Last week, the continuing and deepening classes that I teach worked on halasana (plow pose shown above). Folks were wondering why they could come into a deep forward bend, such as paschimotanasana, but not plow?
What's interesting is that even though the pose takes flexibility (seems pretty obvious), it also take strength (less obvious). Even simpler poses, such as janu sirsasana (head to knee pose shown below) take some strength.
Taking a look at plow, we can break it down by what is required to perform such an asana with integrity and benefit to the body and mind:
Flexibility is needed in the backs of the legs, neck, low back, chest (to keep from collapsing), shoulders, and gluts.
To get the lift and maintain this pose, there must be strength in the shoulders, back, and backs of the legs.
3. Risk Factors
Plow is a more challenging pose and not recommending when you're starting out. Be certain you are comfortable in shoulderstand before attempting plow. Physical risks to watch for are in the neck, shoulders, and low back.

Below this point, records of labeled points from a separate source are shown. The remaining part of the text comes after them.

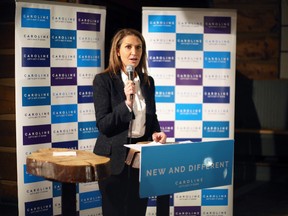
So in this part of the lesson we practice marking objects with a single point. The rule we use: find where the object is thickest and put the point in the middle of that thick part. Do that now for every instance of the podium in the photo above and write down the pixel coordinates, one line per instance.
(68, 167)
(182, 166)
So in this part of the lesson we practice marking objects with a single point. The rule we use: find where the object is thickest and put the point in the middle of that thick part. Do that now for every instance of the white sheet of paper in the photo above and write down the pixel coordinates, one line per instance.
(68, 153)
(138, 147)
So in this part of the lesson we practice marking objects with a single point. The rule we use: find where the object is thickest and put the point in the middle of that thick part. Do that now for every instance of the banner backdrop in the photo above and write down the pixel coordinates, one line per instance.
(58, 50)
(191, 55)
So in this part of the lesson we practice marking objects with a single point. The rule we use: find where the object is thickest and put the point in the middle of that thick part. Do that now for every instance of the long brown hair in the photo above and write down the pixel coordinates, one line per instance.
(115, 63)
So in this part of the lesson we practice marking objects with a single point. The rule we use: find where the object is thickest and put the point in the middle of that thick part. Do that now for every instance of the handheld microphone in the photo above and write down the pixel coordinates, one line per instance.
(130, 72)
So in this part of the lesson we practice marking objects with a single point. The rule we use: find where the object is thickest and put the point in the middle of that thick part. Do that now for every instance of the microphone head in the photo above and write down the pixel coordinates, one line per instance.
(130, 71)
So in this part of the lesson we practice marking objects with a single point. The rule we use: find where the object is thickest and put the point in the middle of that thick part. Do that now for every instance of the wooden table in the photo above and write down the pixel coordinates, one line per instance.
(68, 167)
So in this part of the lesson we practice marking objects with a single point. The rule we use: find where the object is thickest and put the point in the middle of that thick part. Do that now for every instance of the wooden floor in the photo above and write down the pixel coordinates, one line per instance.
(255, 199)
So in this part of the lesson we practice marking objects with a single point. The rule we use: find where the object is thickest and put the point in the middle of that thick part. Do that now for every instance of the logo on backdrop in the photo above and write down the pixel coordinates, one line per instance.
(39, 207)
(215, 197)
(63, 38)
(37, 134)
(161, 59)
(64, 113)
(72, 144)
(35, 57)
(189, 42)
(88, 21)
(36, 96)
(216, 129)
(167, 127)
(87, 130)
(217, 25)
(187, 210)
(189, 112)
(88, 58)
(89, 200)
(216, 95)
(63, 76)
(163, 24)
(217, 60)
(189, 76)
(165, 94)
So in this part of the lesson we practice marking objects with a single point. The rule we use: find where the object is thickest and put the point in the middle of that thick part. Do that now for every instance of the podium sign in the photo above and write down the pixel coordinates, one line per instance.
(172, 168)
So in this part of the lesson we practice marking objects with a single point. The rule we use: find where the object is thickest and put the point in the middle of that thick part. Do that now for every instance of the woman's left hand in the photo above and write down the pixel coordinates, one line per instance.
(159, 137)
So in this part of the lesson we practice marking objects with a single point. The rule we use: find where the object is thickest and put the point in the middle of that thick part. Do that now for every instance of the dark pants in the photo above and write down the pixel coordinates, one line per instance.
(120, 194)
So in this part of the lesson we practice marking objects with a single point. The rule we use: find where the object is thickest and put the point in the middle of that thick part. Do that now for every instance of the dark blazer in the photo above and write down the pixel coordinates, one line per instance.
(113, 116)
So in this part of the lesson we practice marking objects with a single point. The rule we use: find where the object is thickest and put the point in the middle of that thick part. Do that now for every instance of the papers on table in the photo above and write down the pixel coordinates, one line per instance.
(138, 147)
(67, 153)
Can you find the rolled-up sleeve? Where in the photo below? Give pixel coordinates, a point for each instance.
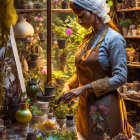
(117, 59)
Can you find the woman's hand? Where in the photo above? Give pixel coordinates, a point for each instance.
(74, 93)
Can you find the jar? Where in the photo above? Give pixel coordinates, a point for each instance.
(32, 88)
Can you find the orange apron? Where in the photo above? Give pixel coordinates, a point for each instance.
(97, 115)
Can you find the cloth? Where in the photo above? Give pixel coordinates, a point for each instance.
(98, 7)
(112, 55)
(98, 115)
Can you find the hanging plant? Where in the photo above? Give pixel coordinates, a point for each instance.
(8, 17)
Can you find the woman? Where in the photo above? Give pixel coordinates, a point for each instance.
(100, 69)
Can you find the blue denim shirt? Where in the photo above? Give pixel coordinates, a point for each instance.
(112, 54)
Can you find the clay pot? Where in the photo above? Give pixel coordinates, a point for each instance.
(39, 118)
(23, 28)
(34, 57)
(23, 115)
(30, 5)
(32, 88)
(49, 90)
(12, 109)
(42, 36)
(61, 122)
(61, 43)
(43, 104)
(125, 31)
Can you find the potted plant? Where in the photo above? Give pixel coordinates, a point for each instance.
(58, 76)
(64, 4)
(60, 113)
(125, 23)
(38, 115)
(12, 99)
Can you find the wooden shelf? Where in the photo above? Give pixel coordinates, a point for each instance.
(129, 99)
(133, 66)
(129, 10)
(132, 37)
(43, 10)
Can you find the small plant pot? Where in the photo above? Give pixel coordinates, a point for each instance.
(30, 5)
(34, 57)
(42, 36)
(43, 104)
(32, 64)
(24, 6)
(60, 122)
(125, 31)
(39, 118)
(59, 81)
(49, 90)
(45, 110)
(64, 5)
(61, 43)
(12, 109)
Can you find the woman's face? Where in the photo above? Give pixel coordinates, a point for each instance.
(86, 19)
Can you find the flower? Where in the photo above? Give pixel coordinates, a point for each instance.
(93, 108)
(40, 19)
(106, 112)
(44, 70)
(36, 18)
(68, 31)
(39, 72)
(58, 55)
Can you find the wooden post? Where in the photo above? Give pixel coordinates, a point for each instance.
(49, 42)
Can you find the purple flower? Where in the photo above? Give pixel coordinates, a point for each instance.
(58, 55)
(93, 108)
(40, 19)
(68, 31)
(36, 18)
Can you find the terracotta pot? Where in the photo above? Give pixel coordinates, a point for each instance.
(59, 81)
(61, 43)
(23, 115)
(30, 5)
(45, 110)
(61, 122)
(31, 136)
(23, 28)
(125, 31)
(34, 57)
(42, 36)
(49, 90)
(12, 109)
(39, 118)
(64, 5)
(32, 64)
(43, 104)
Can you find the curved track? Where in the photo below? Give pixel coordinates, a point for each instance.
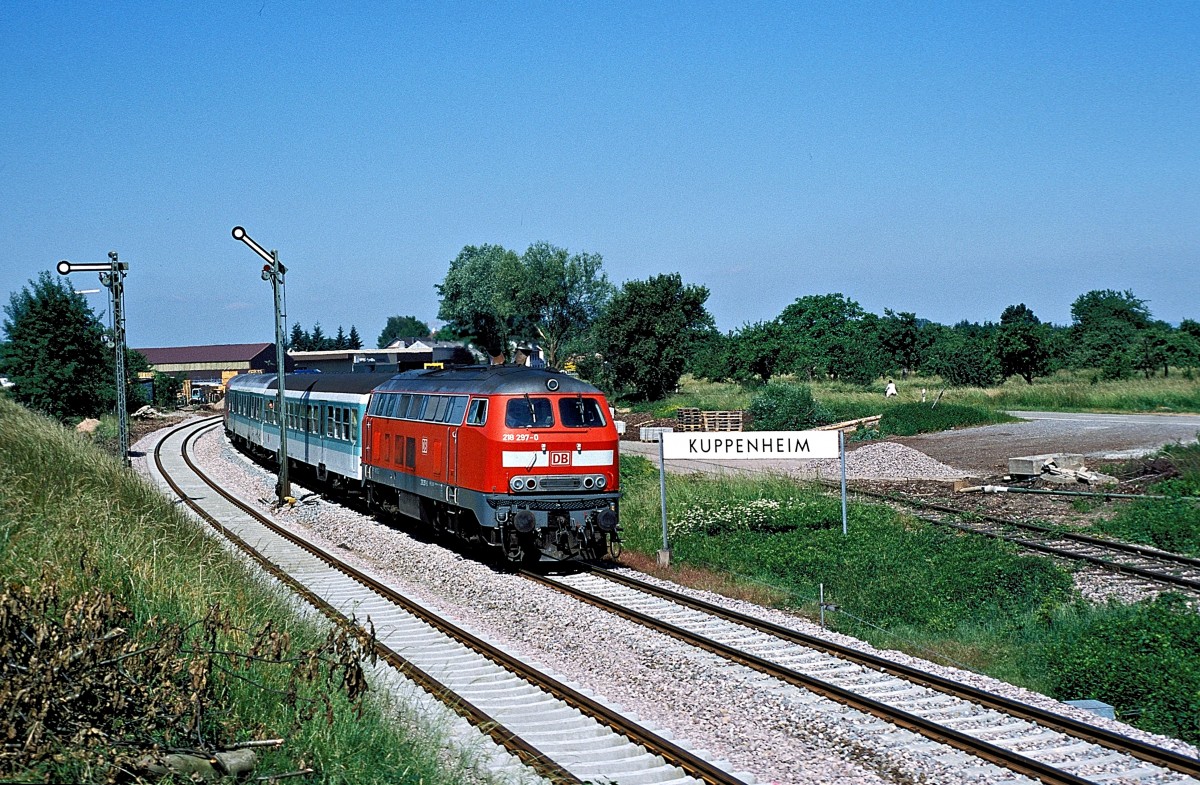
(562, 733)
(1162, 568)
(1018, 736)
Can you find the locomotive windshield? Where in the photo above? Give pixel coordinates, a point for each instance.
(528, 413)
(580, 413)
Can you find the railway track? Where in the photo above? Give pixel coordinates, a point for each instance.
(1024, 738)
(556, 730)
(1129, 561)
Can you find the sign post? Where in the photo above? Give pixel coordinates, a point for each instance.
(112, 275)
(274, 271)
(748, 445)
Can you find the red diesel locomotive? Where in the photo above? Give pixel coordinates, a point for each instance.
(520, 459)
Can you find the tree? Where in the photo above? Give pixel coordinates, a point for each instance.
(479, 297)
(965, 355)
(317, 339)
(1107, 323)
(755, 352)
(55, 352)
(903, 341)
(1021, 345)
(827, 335)
(401, 327)
(299, 340)
(646, 330)
(559, 295)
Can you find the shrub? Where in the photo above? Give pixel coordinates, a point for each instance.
(786, 407)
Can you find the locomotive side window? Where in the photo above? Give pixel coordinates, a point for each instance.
(478, 413)
(528, 413)
(581, 413)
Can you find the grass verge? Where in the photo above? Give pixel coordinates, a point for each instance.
(163, 640)
(903, 583)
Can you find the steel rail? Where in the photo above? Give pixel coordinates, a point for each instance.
(477, 717)
(1086, 731)
(907, 720)
(1114, 567)
(677, 755)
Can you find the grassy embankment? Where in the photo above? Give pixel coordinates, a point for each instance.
(160, 637)
(901, 583)
(1063, 391)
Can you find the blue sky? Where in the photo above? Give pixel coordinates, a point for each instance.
(943, 159)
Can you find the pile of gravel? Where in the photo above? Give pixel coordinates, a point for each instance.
(887, 461)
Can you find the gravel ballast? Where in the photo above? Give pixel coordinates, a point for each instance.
(759, 725)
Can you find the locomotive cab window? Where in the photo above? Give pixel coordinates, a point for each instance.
(478, 412)
(528, 413)
(581, 413)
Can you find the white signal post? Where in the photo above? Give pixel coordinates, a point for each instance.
(274, 271)
(112, 275)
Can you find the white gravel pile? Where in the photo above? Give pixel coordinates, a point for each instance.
(887, 461)
(777, 732)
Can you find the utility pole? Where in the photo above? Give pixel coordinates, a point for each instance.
(112, 275)
(274, 271)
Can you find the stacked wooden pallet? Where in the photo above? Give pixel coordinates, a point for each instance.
(690, 419)
(723, 420)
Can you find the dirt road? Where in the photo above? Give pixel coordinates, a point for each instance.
(985, 450)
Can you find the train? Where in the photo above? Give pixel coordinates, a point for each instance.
(521, 460)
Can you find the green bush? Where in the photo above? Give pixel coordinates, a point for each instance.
(1139, 658)
(907, 419)
(786, 407)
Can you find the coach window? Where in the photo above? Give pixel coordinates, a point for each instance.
(528, 413)
(477, 414)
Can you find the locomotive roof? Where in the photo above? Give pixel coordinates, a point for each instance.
(487, 379)
(353, 383)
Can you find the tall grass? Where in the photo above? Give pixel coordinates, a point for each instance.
(72, 517)
(903, 583)
(1062, 391)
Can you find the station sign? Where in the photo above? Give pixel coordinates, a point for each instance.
(751, 445)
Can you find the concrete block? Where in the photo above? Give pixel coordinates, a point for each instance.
(1096, 707)
(1031, 465)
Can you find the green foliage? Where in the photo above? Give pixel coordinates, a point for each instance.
(73, 519)
(55, 352)
(909, 419)
(1021, 345)
(1143, 659)
(786, 407)
(647, 330)
(965, 355)
(479, 297)
(561, 295)
(828, 335)
(1104, 322)
(402, 327)
(1174, 523)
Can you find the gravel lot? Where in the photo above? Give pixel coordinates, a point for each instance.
(736, 713)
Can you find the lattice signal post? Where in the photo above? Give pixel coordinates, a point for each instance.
(112, 275)
(274, 271)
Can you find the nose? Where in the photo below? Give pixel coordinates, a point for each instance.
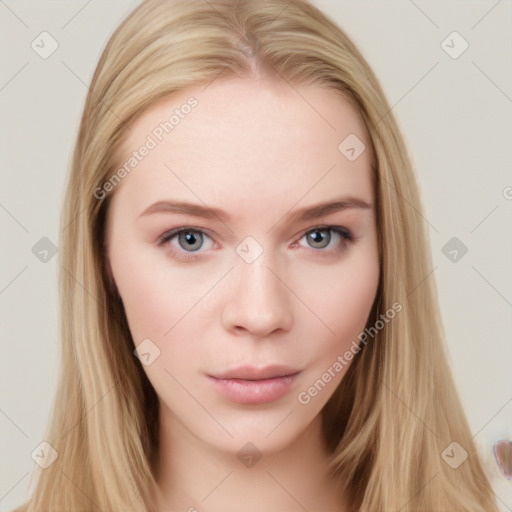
(258, 301)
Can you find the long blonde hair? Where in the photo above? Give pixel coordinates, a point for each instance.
(395, 411)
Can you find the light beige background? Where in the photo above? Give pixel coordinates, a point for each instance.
(456, 116)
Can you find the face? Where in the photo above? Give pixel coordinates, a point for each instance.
(243, 244)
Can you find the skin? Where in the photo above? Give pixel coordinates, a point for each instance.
(259, 150)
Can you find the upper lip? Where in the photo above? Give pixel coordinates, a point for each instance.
(256, 372)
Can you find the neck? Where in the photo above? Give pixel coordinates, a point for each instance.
(193, 476)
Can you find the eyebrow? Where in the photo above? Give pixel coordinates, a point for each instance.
(299, 215)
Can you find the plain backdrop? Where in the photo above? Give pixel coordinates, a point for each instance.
(456, 117)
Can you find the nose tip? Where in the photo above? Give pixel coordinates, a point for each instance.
(257, 301)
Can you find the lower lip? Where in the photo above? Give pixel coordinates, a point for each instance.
(254, 391)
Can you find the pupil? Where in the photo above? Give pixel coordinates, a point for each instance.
(191, 240)
(319, 238)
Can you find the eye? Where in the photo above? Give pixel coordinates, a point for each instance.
(188, 240)
(321, 237)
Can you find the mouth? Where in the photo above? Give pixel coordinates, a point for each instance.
(254, 385)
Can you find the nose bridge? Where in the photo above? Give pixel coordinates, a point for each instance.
(257, 300)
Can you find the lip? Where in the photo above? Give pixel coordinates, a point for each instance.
(255, 385)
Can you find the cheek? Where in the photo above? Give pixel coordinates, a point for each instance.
(342, 302)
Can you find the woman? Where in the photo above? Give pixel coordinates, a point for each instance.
(246, 322)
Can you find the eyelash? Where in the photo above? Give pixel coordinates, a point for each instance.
(346, 239)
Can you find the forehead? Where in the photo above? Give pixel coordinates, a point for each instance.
(246, 143)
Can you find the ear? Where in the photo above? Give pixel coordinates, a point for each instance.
(109, 277)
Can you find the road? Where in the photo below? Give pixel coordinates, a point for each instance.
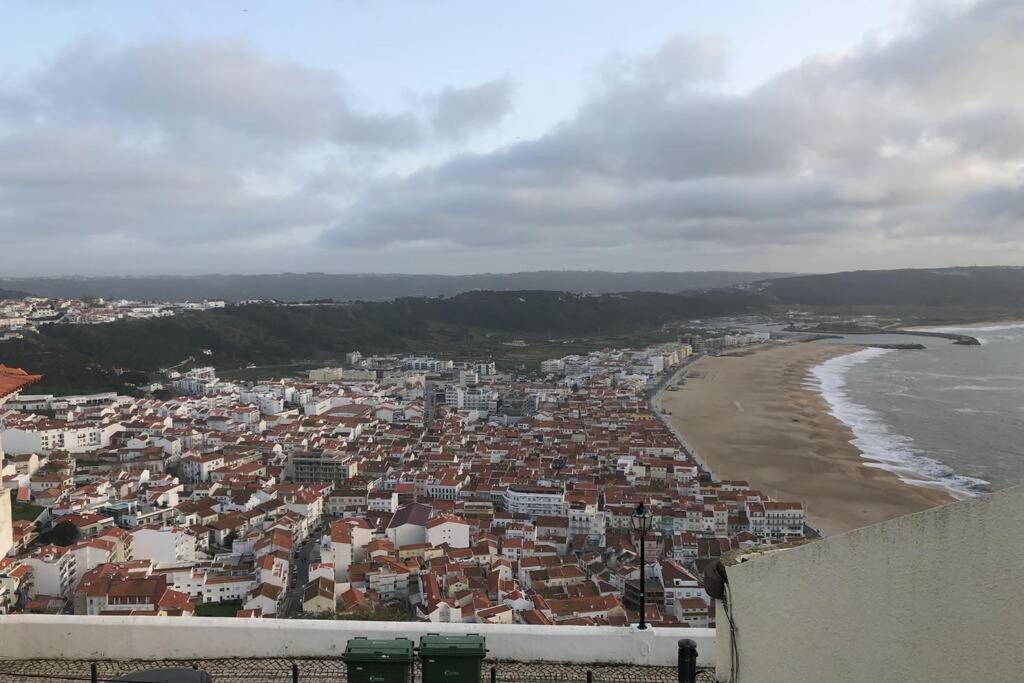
(654, 392)
(292, 604)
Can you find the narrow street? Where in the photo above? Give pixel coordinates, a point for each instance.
(292, 603)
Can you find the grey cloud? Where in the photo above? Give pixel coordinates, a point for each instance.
(460, 112)
(886, 142)
(185, 87)
(170, 140)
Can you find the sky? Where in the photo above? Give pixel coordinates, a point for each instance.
(453, 137)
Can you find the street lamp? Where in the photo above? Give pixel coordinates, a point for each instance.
(640, 521)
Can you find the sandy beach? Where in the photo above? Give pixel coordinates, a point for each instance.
(750, 417)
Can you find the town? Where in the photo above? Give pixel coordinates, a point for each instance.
(402, 487)
(28, 313)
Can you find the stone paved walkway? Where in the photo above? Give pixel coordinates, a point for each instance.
(280, 671)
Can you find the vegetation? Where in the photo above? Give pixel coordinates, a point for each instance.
(939, 288)
(64, 534)
(25, 511)
(121, 355)
(321, 287)
(366, 614)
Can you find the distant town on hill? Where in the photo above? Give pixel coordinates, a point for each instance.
(370, 287)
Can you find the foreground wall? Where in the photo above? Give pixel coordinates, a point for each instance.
(933, 596)
(32, 637)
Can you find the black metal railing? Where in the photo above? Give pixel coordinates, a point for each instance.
(334, 671)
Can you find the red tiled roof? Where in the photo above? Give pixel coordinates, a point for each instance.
(14, 379)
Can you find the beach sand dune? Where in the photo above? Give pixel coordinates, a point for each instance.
(752, 417)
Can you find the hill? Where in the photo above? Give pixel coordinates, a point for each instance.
(304, 287)
(91, 357)
(938, 288)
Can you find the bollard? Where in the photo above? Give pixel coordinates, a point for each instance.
(687, 660)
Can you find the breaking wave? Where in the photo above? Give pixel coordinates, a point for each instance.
(876, 440)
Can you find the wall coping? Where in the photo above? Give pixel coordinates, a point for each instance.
(70, 637)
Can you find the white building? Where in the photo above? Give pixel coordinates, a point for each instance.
(535, 501)
(163, 545)
(448, 529)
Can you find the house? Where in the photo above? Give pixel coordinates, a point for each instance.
(448, 529)
(317, 598)
(409, 524)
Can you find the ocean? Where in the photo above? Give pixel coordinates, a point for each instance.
(949, 416)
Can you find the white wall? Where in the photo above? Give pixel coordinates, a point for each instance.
(47, 637)
(934, 596)
(6, 519)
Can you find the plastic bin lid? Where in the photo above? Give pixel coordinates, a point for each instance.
(364, 649)
(433, 644)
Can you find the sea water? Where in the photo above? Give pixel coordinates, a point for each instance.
(949, 416)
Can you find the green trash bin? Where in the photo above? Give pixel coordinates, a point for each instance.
(452, 658)
(379, 660)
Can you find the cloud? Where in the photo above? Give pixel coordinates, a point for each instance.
(202, 150)
(880, 144)
(461, 112)
(171, 140)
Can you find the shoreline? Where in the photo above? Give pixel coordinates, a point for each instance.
(754, 416)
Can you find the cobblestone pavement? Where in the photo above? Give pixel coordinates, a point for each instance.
(280, 671)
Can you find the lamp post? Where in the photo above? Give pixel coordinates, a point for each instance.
(640, 521)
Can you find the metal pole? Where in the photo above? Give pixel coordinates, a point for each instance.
(643, 579)
(687, 660)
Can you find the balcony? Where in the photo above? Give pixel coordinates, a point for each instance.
(54, 648)
(935, 597)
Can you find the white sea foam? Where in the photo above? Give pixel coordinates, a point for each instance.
(876, 440)
(957, 330)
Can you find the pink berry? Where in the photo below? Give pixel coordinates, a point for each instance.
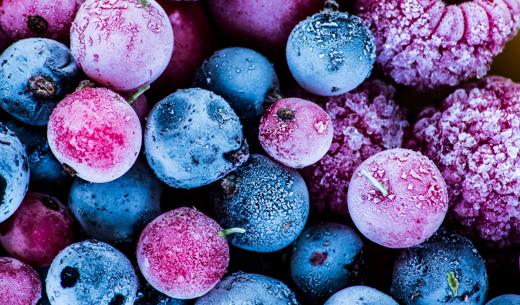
(19, 283)
(397, 198)
(122, 44)
(295, 132)
(432, 43)
(95, 133)
(182, 254)
(474, 138)
(38, 230)
(366, 121)
(38, 18)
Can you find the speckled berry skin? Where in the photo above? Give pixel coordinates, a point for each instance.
(138, 29)
(232, 68)
(181, 253)
(35, 74)
(506, 299)
(38, 18)
(193, 138)
(40, 228)
(19, 283)
(257, 24)
(421, 273)
(428, 44)
(14, 173)
(330, 53)
(413, 209)
(474, 138)
(326, 258)
(295, 132)
(96, 133)
(116, 211)
(360, 295)
(249, 288)
(268, 200)
(366, 121)
(91, 272)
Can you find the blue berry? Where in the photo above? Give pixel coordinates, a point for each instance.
(330, 53)
(326, 258)
(446, 269)
(243, 77)
(193, 138)
(267, 199)
(35, 74)
(46, 171)
(14, 173)
(248, 288)
(116, 211)
(91, 272)
(360, 295)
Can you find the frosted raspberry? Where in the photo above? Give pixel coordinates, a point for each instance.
(474, 138)
(431, 43)
(366, 121)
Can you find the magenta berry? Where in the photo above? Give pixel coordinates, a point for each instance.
(95, 134)
(122, 44)
(183, 254)
(295, 132)
(397, 198)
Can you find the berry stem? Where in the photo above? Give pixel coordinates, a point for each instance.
(230, 231)
(380, 187)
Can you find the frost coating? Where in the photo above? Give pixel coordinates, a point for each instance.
(474, 138)
(429, 43)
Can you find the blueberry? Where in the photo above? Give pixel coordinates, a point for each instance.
(193, 138)
(330, 53)
(91, 272)
(446, 269)
(267, 199)
(14, 173)
(243, 77)
(46, 171)
(326, 258)
(35, 74)
(116, 211)
(360, 295)
(249, 288)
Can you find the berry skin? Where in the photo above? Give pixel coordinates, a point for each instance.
(295, 132)
(116, 211)
(40, 228)
(232, 68)
(193, 138)
(249, 288)
(19, 283)
(360, 295)
(330, 53)
(326, 258)
(95, 134)
(138, 29)
(14, 173)
(38, 18)
(91, 272)
(268, 200)
(182, 254)
(397, 198)
(35, 74)
(447, 269)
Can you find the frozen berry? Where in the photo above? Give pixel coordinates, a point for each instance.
(397, 198)
(295, 132)
(95, 133)
(183, 253)
(122, 44)
(330, 53)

Knowing all of this, if you struggle with a posture, such as plow or janu sirsasana, break it down into where flexibility, strength, and risks for that pose lie. Then use simpler poses to determine where you can use more muscle building, lengthening, or integration. Also, based on past injuries or physical challenges you might face, some poses might do more harm than good; take a look at the risks.